Re: what is batch stub? Is it necessary?

Posted by Lewis John Mcgibbney <le...@gmail.com>.

Can you do a ls -al of your /lib directory please?
Also can you please provide any relevant snippet of your pom.xml which
contains filemgr pom.xml dependency
Thank you
Lewis

On Thu, Oct 9, 2014 at 2:20 PM, Mallder, Valerie <Valerie.Mallder@jhuapl.edu
> wrote:

> Thanks Chris,  (Thanks everyone for all of the help, it was helpful,
> really it was :)  )
>
> My brain is exhausted ..... (heavy sigh) and I feel like I have to start
> all over again.
>
> My intention (after I got the crawler and filemanager working together
> last week), was to integrate it with the workflow manager to demonstrate
> launching a workflow that consisted of a simple script that runs before the
> crawler, and then run the crawler.  After that, I was going to try to
> integrate a java application into the workflow, and try to continue
> integrating new things step by step. I think everything would have been
> fine in this simple setup if I could have just gotten the
> ExternScriptTaskInstance to run. But that was a huge fail.  It doesn't look
> like the test program for that class tests it the way I want to use it, so
> I have no idea if it actually works or not.  The code implies that you can
> specify arguments to your external script, but I could not find a way to
> get them read in.  The the getAllMetada method always returned a null list
> of arguments that causes an exception on line 72.
>
> So right now, I've basically gone back to the beginning of using CAS-PGE,
> and I'm trying to get the crawler to run as the very first step in my
> pipeline the raw telemetry files that are dropped off by FEI.  After the
> ingestion and archival, one of the postIngestSuccess actions of the crawler
> copies all of the new raw telemetry files to a directory where we store all
> of the level 0 files.  The level 0 directory (and all of it's
> subdirectories and files) is what I consider to be the "output" of this
> simple first step of the pipeline.  I realize that I may need to start a
> crawler again at a later point in the pipeline. But I want to focus on one
> step at a time.
>
> Chris, In regards to your comments below, here are two questions followed
> by the contents of my .xml files for review.
>
> [1]- When you say " define blocks in the <output>..</output> section of
> the XML file", what xml file are you referring to? I think the
> <output>..</output> tags can only go in the PGE config file, is that
> correct?
>
> Here is what I have in my fei-crawler-pge-config.xml file. Is this OK?
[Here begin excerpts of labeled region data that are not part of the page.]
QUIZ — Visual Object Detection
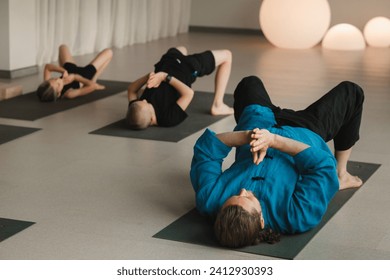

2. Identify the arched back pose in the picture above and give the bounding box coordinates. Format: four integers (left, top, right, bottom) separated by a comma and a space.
190, 76, 364, 247
126, 46, 233, 130
37, 45, 113, 102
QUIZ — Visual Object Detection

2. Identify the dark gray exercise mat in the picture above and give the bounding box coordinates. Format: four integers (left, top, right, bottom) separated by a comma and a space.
90, 91, 233, 142
153, 161, 380, 259
0, 218, 35, 242
0, 124, 40, 145
0, 80, 129, 121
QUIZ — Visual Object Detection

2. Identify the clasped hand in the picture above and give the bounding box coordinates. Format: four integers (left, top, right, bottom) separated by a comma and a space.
146, 72, 167, 88
249, 128, 275, 165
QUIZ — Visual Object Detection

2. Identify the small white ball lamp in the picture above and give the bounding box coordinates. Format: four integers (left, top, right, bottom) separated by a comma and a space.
259, 0, 331, 49
322, 23, 366, 51
363, 17, 390, 48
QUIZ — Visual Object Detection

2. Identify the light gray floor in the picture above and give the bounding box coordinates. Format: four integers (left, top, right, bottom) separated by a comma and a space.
0, 33, 390, 259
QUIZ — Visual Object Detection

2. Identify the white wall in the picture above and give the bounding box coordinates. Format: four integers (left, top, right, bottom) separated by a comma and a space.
9, 0, 36, 70
190, 0, 390, 30
0, 0, 36, 71
0, 1, 9, 70
190, 0, 261, 29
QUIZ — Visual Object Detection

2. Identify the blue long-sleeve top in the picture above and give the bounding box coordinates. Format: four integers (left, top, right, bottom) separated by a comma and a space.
190, 105, 339, 233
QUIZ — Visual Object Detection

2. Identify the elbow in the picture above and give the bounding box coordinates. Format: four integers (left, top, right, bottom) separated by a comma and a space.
187, 88, 195, 99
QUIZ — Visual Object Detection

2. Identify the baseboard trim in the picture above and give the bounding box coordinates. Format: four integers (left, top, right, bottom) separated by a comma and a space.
189, 25, 263, 36
0, 65, 38, 79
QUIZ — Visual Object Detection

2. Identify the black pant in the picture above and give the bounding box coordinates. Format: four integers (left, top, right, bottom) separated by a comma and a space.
234, 76, 364, 151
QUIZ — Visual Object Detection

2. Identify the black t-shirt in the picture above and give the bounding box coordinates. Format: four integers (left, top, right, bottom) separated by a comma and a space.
140, 48, 215, 126
141, 82, 187, 127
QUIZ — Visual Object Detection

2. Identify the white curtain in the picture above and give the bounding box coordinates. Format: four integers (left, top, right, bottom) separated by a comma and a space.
36, 0, 191, 65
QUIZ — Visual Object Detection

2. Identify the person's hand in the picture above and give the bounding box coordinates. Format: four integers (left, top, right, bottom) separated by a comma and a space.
62, 72, 74, 85
249, 128, 275, 165
146, 72, 167, 88
94, 83, 106, 90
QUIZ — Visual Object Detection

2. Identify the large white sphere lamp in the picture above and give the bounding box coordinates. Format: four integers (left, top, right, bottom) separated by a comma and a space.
363, 17, 390, 48
259, 0, 331, 49
322, 23, 366, 51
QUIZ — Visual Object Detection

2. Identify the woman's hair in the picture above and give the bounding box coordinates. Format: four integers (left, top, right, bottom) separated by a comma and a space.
37, 81, 57, 102
126, 100, 151, 130
214, 205, 280, 248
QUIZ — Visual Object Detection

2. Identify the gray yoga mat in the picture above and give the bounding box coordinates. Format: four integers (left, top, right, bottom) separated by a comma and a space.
90, 91, 233, 142
0, 80, 130, 121
0, 218, 35, 242
153, 161, 380, 259
0, 124, 40, 145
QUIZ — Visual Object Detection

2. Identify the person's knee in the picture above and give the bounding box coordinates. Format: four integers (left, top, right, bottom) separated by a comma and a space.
223, 49, 233, 63
340, 81, 364, 104
104, 48, 114, 60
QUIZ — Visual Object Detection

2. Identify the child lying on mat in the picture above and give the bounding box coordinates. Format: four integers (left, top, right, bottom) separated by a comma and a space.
37, 45, 112, 102
126, 46, 233, 130
190, 76, 364, 247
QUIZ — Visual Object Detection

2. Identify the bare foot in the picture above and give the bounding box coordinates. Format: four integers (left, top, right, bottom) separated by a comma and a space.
211, 103, 234, 116
339, 172, 363, 190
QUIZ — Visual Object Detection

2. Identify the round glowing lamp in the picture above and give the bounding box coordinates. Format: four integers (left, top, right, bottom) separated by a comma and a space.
322, 23, 366, 51
363, 17, 390, 48
259, 0, 331, 49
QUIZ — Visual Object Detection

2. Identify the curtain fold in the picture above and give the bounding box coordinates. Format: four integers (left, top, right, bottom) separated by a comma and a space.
36, 0, 191, 65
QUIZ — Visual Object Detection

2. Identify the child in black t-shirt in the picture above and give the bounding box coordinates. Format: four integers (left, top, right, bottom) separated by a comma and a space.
37, 45, 113, 102
126, 46, 234, 129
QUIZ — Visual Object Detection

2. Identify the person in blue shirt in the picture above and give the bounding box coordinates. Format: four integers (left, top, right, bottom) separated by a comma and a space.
190, 76, 364, 247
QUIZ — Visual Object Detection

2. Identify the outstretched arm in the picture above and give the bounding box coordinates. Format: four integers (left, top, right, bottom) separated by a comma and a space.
64, 74, 105, 99
43, 64, 68, 81
250, 128, 310, 164
147, 72, 194, 111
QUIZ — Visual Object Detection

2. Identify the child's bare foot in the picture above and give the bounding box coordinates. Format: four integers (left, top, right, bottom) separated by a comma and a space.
211, 103, 234, 116
339, 172, 363, 190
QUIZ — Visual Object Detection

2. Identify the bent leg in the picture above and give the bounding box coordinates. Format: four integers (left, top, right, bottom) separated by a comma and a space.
176, 46, 188, 55
211, 50, 234, 115
233, 76, 280, 122
90, 48, 113, 82
335, 148, 363, 190
58, 45, 75, 66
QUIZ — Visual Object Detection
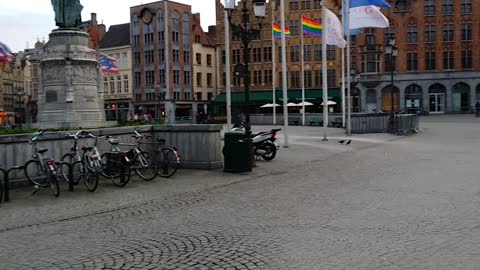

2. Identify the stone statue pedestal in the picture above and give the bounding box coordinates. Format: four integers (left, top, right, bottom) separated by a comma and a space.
38, 29, 107, 128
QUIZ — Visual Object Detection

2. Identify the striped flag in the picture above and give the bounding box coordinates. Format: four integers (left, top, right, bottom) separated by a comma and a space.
302, 16, 323, 37
98, 53, 118, 74
0, 42, 13, 63
272, 22, 292, 38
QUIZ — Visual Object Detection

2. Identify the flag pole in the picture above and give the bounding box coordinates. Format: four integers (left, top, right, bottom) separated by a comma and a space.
345, 0, 352, 136
280, 0, 288, 147
342, 8, 348, 128
300, 22, 305, 126
322, 0, 328, 141
271, 1, 277, 126
224, 10, 232, 130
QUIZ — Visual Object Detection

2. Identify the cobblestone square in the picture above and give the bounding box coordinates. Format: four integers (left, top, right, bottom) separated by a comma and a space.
0, 115, 480, 270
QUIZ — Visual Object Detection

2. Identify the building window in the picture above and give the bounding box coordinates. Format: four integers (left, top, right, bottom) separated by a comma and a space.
425, 52, 436, 70
303, 70, 312, 88
253, 70, 262, 85
290, 45, 300, 62
290, 71, 300, 88
425, 25, 437, 43
145, 70, 154, 88
462, 50, 473, 69
384, 27, 395, 44
327, 69, 337, 87
462, 23, 472, 41
443, 23, 453, 41
327, 45, 337, 61
460, 0, 472, 14
302, 0, 310, 9
207, 73, 213, 88
303, 45, 312, 61
145, 51, 153, 65
313, 44, 322, 61
183, 71, 192, 87
133, 52, 140, 66
173, 49, 180, 63
117, 76, 122, 94
442, 0, 453, 16
172, 32, 180, 45
207, 54, 212, 67
232, 49, 241, 64
350, 36, 357, 47
158, 48, 165, 64
290, 0, 298, 10
110, 76, 115, 94
197, 72, 202, 86
173, 70, 180, 87
407, 26, 418, 43
407, 53, 418, 71
263, 47, 272, 62
443, 51, 455, 70
103, 77, 108, 93
133, 35, 140, 47
144, 33, 153, 46
183, 51, 190, 65
263, 70, 273, 85
362, 53, 380, 73
135, 72, 142, 88
290, 20, 300, 36
195, 53, 202, 65
123, 75, 130, 93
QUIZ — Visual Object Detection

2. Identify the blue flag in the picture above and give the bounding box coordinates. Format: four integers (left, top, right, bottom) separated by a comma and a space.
350, 0, 392, 9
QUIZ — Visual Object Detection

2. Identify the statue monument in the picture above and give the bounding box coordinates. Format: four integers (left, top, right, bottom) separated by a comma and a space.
38, 0, 106, 128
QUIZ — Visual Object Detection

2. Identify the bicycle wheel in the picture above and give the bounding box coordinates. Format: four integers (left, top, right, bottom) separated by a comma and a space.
48, 174, 62, 197
101, 153, 132, 187
133, 152, 158, 181
60, 154, 79, 185
156, 148, 180, 178
83, 171, 99, 192
24, 160, 49, 186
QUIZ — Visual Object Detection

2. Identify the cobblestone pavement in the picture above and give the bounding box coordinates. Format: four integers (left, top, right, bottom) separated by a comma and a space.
0, 116, 480, 270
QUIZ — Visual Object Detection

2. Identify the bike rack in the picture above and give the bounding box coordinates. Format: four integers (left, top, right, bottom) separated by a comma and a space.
0, 166, 24, 202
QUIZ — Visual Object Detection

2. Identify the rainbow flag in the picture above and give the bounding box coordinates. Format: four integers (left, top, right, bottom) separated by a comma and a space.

>    <!-- Files to ingest -->
>    <output>
>       <dir="[FEI_DROP_DIR]" envReplace="true" />
>    </output>
>
> [2] If I don't need to define a CAS-PGE Task, how do I tell the workflow
> to start the crawler?   Right now, I am trying to do it with a task, but if
> you can tell me how to do it without a task, I will be happy to try it.
>
>
>
> So, here is my current workflow:
>
> <cas:workflow xmlns:cas="http://oodt.jpl.nasa.gov/1.0/cas"
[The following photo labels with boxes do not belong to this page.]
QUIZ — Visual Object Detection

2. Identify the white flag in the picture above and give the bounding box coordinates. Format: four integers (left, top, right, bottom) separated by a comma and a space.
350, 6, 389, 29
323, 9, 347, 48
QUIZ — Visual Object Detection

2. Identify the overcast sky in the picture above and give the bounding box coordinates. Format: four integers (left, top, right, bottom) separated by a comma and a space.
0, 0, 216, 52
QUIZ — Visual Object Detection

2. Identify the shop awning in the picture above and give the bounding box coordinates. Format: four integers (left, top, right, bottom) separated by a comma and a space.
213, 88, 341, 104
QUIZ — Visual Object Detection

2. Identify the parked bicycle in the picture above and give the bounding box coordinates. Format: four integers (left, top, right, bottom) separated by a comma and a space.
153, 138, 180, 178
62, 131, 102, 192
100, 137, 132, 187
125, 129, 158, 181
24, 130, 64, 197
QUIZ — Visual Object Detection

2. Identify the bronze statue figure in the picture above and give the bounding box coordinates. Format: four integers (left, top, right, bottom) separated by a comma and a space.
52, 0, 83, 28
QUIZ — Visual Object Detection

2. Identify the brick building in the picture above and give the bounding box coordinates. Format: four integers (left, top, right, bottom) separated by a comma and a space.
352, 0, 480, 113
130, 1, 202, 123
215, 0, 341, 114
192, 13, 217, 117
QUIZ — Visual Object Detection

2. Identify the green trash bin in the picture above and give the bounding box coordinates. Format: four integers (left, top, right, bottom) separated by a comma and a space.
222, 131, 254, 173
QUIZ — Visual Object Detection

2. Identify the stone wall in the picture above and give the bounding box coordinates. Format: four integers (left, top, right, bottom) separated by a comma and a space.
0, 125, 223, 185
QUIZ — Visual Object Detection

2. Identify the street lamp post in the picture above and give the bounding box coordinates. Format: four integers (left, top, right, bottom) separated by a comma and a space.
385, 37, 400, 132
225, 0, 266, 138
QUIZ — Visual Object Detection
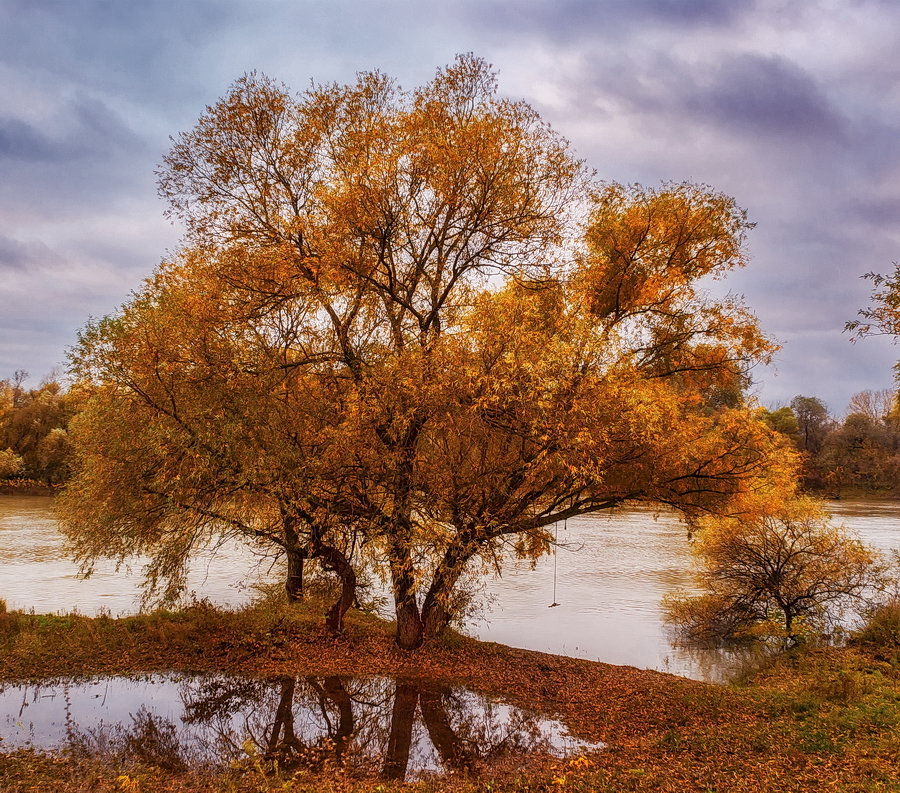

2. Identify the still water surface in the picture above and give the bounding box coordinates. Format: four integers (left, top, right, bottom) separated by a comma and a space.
0, 675, 602, 779
0, 496, 900, 680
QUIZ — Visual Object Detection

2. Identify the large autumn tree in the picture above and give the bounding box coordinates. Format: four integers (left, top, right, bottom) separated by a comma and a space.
61, 56, 793, 648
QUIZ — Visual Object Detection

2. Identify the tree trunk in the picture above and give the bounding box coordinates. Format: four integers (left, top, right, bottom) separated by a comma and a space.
391, 543, 425, 650
284, 548, 306, 601
382, 681, 419, 779
419, 687, 475, 773
315, 545, 356, 633
422, 537, 477, 638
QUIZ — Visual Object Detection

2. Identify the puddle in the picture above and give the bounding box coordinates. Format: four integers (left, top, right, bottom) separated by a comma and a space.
0, 675, 602, 780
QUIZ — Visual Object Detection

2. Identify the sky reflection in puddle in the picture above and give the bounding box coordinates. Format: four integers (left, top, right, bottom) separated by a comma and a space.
0, 675, 602, 779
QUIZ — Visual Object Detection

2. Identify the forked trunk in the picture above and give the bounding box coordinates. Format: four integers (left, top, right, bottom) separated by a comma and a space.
284, 548, 306, 600
391, 546, 425, 650
422, 538, 477, 638
381, 681, 419, 779
316, 545, 356, 633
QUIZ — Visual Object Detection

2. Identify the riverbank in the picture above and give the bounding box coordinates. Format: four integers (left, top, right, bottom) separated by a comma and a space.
0, 603, 900, 793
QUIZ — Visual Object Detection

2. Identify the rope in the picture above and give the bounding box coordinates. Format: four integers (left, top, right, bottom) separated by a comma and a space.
547, 518, 569, 609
> id="urn:oodt:jediWorkflowId" name="jediWorkflowName">
>    <tasks>
>        <task id="urn:oodt:feiCrawlerTaskId" name="feiCrawlerTaskName" />
>    </tasks>
> </cas:workflow>
>
> Here is my current task:
>
> <cas:tasks xmlns:cas="http://oodt.jpl.nasa.gov/1.0/cas">
>    <task id="urn:oodt:feiCrawlerTaskId" name="feiCrawlerTaskName"
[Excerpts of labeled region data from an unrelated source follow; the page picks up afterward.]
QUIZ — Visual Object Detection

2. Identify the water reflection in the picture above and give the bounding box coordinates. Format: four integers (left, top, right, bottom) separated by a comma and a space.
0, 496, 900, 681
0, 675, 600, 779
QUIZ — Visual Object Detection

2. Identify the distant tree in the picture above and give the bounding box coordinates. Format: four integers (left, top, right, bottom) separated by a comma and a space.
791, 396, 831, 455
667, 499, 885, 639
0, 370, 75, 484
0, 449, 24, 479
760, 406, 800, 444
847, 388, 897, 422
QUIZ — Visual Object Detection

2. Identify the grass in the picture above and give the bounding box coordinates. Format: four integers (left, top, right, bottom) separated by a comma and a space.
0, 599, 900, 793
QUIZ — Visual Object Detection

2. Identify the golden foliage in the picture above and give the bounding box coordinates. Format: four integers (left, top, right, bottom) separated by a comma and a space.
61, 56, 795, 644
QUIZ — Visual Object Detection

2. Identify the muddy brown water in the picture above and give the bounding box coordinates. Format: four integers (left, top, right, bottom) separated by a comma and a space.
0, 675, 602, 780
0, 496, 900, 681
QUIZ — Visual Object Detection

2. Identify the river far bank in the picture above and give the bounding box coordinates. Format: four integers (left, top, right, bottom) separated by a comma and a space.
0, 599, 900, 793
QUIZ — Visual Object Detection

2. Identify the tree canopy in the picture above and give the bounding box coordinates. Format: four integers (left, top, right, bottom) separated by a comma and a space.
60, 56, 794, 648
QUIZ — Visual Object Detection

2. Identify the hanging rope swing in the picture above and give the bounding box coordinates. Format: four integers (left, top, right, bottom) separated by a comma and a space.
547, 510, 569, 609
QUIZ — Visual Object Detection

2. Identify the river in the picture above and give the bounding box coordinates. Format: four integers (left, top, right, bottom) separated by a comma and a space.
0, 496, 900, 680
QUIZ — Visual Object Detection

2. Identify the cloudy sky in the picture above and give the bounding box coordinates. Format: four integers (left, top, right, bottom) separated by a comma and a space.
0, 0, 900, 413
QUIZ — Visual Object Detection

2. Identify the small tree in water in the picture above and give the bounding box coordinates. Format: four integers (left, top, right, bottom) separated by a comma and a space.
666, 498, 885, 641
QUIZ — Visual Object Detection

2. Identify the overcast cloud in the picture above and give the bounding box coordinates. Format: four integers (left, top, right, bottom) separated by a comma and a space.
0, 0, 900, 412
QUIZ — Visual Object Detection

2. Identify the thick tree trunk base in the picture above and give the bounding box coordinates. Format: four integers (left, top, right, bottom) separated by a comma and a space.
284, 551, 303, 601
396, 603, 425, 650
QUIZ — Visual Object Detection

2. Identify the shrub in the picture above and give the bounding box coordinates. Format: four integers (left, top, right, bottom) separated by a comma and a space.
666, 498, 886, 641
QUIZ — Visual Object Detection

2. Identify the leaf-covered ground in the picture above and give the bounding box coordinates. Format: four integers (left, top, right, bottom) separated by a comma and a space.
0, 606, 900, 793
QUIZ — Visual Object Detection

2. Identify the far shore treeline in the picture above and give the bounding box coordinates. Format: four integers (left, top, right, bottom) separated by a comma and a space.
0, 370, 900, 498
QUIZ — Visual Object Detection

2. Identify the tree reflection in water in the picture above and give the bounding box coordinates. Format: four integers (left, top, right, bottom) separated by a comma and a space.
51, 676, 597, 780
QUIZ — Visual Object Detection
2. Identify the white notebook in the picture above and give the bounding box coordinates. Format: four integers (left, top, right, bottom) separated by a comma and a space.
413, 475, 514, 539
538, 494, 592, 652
> class="org.apache.oodt.cas.pge.StdPGETaskInstance">
>       <configuration>
>          <property name="PGETask/Name" value="feiCrawlerTaskname"/>
>          <property name="PGETask/ConfigFilePath"
> value="[OODT_HOME]/extensions/config/fei-crawler-pge-config.xml"
> envReplace="true"/>
>          <property name="PGETask/DumpMetadata" value="true"/>
>          <property name="PGETask/WorkflowManagerUrl"
> value="[WORKFLOW_URL]" envReplace="true" />
>          <property name="PGETask/Query/FileManagerUrl"
>  value="[FILEMGR_URL]" envReplace="true"/>
>          <property name="PGETask/Ingest/FileManagerUrl"
>  value="[FILEMGR_URL]" envReplace="true"/>
>
>          <property name="PGETask/Query/ClientTransferServiceFactory"
> value="org.apache.oodt.cas.filemgr.datatransfer.LocalDataTransferFactory"/>
>          <property name="PGETask/Ingest/CrawlerConfigFile"
> value="file:[CRAWLER_HOME]/policy/crawler-config.xml" envReplace="true"/>
>          <property name="PGETask/Ingest/MimeExtractorRepo"
> value="file:[OODT_HOME]/extensions/policy/mime-extractor-map.xml"
> envReplace="true"/>
>          <property name="PGETask/Ingest/ActionIds"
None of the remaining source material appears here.